A Few-Shot Approach for Relation Extraction Domain Adaptation using Large Language Models

Vanni Zavarella,Juan Carlos Gamero-Salinas,Sergio Consoli
2024-08-05
Abstract:Knowledge graphs (KGs) have been successfully applied to the analysis of complex scientific and technological domains, with automatic KG generation methods typically building upon relation extraction models capturing fine-grained relations between domain entities in text. While these relations are fully applicable across scientific areas, existing models are trained on few domain-specific datasets such as SciERC and do not perform well on new target domains. In this paper, we experiment with leveraging in-context learning capabilities of Large Language Models to perform schema-constrained data annotation, collecting in-domain training instances for a Transformer-based relation extraction model deployed on titles and abstracts of research papers in the Architecture, Construction, Engineering and Operations (AECO) domain. By assessing the performance gain with respect to a baseline Deep Learning architecture trained on off-domain data, we show that by using a few-shot learning strategy with structured prompts and only minimal expert annotation the presented approach can potentially support domain adaptation of a science KG generation model.

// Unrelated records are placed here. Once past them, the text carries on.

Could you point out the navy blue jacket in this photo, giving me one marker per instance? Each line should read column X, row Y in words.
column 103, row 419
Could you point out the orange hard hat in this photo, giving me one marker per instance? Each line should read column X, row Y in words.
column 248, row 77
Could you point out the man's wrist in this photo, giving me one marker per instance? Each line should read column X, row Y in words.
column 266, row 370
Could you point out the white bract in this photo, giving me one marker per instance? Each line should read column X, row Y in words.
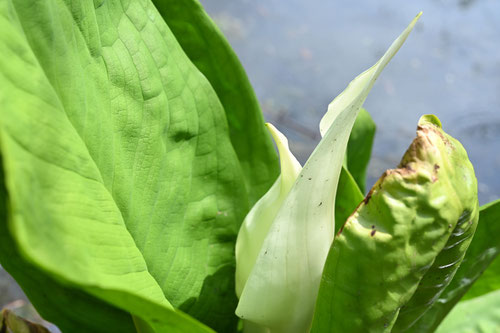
column 284, row 241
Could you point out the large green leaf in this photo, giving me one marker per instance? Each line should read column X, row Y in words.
column 359, row 148
column 478, row 315
column 480, row 270
column 121, row 181
column 211, row 53
column 399, row 250
column 281, row 290
column 348, row 197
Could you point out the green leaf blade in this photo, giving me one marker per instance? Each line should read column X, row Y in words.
column 377, row 270
column 121, row 180
column 477, row 274
column 359, row 147
column 477, row 315
column 294, row 251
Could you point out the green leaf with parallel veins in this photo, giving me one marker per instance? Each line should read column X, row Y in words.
column 477, row 274
column 404, row 242
column 477, row 315
column 281, row 289
column 10, row 322
column 211, row 53
column 349, row 196
column 359, row 148
column 121, row 183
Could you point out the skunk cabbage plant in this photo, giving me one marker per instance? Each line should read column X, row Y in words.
column 133, row 149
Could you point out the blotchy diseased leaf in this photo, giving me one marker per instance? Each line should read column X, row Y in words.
column 211, row 53
column 410, row 233
column 359, row 147
column 281, row 290
column 477, row 315
column 478, row 273
column 121, row 181
column 9, row 322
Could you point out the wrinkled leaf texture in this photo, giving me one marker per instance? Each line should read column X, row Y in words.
column 477, row 276
column 121, row 189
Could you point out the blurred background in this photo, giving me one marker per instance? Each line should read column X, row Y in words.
column 300, row 54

Computation and Language,Artificial Intelligence
What problem does this paper attempt to address?
The paper aims to address the issue of cross-domain adaptation in the field of Relation Extraction (RE). Specifically, existing relation extraction models are typically trained on datasets from specific domains (e.g., SciERC), and these models perform poorly in new target domains (such as the Architecture, Engineering, Construction, and Operations (AECO) domain). Manually annotating training data for new domains is both time-consuming and costly, and it is difficult to scale. To solve this problem, the paper proposes a method that leverages the capabilities of Large Language Models (LLMs) for contextual learning. This is achieved by generating data annotations that conform to pattern constraints through structured prompts, thereby collecting the training instances needed to train Transformer-based relation extraction models. This method requires only a small number of manually designed sentence annotation examples and explicit task instructions. The experimental section demonstrates that this method improves performance on AECO domain research paper titles and abstracts compared to traditional baseline models that only use cross-domain data for training. Although the quality of LLM-generated data is not yet sufficient to completely replace manually annotated data, combining it with high-quality manually annotated data can significantly enhance model performance in new domains. This approach provides a more cost-effective strategy for optimizing local small-scale models rather than directly relying on large language models for inference. Future work will include expanding the test set, considering other domains, and attempting to use more advanced LLM models to generate high-quality synthetic data.